Sites scheduled for timber harvests are pretreated prior to cutting to prevent invasive species from taking over logging sites before oak seedlings and sprouts become established.
“Today, timber cutting in no way resembles the process of 100 years ago,” Bowman said. “Now, it’s as much, if not more, about controlling invasive plants after the harvest is completed.”
The NWTF also funds crop tree release work. Even older oaks need light, especially for acorn production. Cutting adjacent trees that are blocking light from reaching oaks and other mast producers will increase food supplies for turkey, white-tailed deer and other wildlife species.
To date, work on the Wayne National Forest via the Non-Native Invasive Species program includes 234 acres treated for autumn olives and 2,523 acres plagued with tree of heaven. Another 215 acres saw crop tree release work, while managing forest openings covered 333 acres. The NWTF’s contribution is nearly $46,000.
Other work having a positive wildlife habitat impact on the Wayne National Forest involves converting large stands of white pine back to oak, Schultes said. The Civilian Conservation Corps planted these large, monoculture white pine stands in the late 1930s.
Prescribed fire is another needed tool in this focal landscape. While prescribed fire is used extensively in many parts of the United States, Bowman said, “Prescribed fire is still not well accepted in Ohio.”

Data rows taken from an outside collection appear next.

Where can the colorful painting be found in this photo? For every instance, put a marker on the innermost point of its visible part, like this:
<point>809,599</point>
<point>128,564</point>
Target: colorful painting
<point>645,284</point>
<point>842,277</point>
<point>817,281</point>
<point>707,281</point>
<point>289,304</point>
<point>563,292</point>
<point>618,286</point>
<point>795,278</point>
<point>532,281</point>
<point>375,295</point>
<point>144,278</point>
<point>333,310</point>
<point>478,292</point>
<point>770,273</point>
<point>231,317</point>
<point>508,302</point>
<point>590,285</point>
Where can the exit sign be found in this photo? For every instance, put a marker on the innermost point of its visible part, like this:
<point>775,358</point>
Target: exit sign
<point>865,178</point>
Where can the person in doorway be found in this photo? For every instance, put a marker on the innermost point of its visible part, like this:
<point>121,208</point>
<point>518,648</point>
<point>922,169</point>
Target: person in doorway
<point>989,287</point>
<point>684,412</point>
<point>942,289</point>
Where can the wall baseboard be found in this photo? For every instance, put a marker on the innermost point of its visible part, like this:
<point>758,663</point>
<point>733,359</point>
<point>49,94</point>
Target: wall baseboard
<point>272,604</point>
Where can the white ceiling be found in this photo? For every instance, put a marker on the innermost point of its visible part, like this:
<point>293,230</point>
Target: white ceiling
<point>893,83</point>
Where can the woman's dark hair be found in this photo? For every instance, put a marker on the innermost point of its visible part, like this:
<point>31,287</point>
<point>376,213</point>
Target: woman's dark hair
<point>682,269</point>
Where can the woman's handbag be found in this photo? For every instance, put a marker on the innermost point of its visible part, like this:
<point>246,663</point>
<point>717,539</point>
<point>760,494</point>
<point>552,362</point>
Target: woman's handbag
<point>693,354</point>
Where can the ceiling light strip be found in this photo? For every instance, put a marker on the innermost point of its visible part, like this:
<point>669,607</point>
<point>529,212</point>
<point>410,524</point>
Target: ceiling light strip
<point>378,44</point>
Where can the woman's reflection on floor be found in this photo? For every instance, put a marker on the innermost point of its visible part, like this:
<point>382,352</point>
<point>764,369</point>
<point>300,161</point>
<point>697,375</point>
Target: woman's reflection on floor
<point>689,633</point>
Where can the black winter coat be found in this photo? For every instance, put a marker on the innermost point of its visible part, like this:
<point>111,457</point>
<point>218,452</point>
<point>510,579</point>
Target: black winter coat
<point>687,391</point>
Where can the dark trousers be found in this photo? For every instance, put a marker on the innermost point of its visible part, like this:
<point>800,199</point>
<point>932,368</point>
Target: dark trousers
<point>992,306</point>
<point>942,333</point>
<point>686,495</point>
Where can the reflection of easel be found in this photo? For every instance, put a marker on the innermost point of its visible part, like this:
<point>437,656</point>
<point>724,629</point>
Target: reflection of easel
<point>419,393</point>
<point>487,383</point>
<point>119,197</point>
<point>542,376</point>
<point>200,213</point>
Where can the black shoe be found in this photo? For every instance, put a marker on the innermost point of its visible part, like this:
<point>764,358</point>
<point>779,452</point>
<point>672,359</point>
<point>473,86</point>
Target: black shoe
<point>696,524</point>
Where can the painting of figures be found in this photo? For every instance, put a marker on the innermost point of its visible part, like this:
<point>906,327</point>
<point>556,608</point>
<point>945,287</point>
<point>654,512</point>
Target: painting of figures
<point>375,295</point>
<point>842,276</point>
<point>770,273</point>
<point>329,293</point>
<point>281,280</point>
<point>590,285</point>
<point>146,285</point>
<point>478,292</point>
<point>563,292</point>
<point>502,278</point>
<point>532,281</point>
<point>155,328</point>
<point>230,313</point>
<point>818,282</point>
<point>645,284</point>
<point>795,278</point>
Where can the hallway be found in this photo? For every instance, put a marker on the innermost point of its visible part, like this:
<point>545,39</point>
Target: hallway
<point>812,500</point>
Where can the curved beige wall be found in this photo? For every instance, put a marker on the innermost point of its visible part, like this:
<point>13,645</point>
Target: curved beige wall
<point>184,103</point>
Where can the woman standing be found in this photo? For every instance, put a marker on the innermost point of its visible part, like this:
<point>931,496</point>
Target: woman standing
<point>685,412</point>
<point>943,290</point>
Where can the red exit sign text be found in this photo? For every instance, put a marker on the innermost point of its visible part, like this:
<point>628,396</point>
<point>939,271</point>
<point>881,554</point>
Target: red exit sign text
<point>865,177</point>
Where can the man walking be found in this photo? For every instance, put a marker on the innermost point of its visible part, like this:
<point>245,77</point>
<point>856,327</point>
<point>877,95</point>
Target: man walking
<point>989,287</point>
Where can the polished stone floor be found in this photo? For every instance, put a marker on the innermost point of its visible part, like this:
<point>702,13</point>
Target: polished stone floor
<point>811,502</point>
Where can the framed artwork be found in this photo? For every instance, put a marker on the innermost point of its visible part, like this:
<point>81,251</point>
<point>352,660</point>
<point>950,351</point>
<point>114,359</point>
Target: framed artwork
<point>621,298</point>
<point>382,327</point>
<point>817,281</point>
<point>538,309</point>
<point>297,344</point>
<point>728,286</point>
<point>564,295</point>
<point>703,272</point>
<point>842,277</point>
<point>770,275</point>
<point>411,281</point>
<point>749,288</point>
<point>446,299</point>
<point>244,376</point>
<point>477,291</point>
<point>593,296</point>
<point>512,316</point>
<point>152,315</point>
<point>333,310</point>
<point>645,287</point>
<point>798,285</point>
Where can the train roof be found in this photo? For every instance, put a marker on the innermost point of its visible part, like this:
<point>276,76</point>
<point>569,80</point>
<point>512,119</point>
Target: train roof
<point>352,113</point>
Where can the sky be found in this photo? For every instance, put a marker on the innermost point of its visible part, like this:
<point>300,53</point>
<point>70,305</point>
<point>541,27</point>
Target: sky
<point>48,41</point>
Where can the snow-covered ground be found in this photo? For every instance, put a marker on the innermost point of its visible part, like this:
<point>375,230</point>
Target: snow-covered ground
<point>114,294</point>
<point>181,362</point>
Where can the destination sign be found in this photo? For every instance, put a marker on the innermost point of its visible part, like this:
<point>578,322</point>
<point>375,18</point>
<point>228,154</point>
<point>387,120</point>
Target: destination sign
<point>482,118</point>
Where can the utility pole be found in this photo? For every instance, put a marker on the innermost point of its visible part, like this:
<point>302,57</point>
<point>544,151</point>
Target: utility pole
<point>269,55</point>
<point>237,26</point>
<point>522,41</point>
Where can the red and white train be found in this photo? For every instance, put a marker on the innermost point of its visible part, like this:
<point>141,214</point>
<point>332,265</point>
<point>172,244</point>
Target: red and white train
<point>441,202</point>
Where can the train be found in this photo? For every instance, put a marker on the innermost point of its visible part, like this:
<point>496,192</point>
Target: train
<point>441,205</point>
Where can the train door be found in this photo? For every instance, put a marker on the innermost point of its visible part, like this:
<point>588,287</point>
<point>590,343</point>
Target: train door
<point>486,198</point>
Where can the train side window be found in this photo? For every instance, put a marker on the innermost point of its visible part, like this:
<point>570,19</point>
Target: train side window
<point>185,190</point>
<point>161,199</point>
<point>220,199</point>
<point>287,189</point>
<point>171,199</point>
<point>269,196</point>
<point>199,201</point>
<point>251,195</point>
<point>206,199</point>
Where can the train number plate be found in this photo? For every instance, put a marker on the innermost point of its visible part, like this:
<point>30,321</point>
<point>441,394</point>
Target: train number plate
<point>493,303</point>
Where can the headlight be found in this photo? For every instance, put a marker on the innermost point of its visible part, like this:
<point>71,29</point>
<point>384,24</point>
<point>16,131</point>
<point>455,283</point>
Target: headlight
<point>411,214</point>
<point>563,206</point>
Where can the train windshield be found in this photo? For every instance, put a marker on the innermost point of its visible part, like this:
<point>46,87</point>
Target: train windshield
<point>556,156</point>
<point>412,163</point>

To remedy that, staff from both the Wayne National Forest and the NWTF is developing educational programs designed to help the public understand fire’s benefits, ensuring a clear understanding of the differences between wildfire and prescribed fire.
Achieving the desired wide-scale restoration impacts is not possible by working only on national forest lands, Bowman noted. State and private forests need attention as well. Bowman is part of the Ohio Interagency Forestry Team, which includes experts from federal and state agencies, and state universities. Ultimately, the goal is to restore oak-dominated forests across 17 counties, an area containing 46% of Ohio’s forests, 17 of 22 state forests, 34 wildlife management areas and the state’s only national forest, the Wayne.
“The plan is to work across public land boundaries and with private landowners to develop and maintain healthy oak forests in the region,” Bowman said.
Controlling invasive plants and maintaining the forest habitat with prescribed fire and timber harvesting is needed to get these forests back on track, enabling a reset, one in which majestic oaks again rise to their lofty place on the landscape.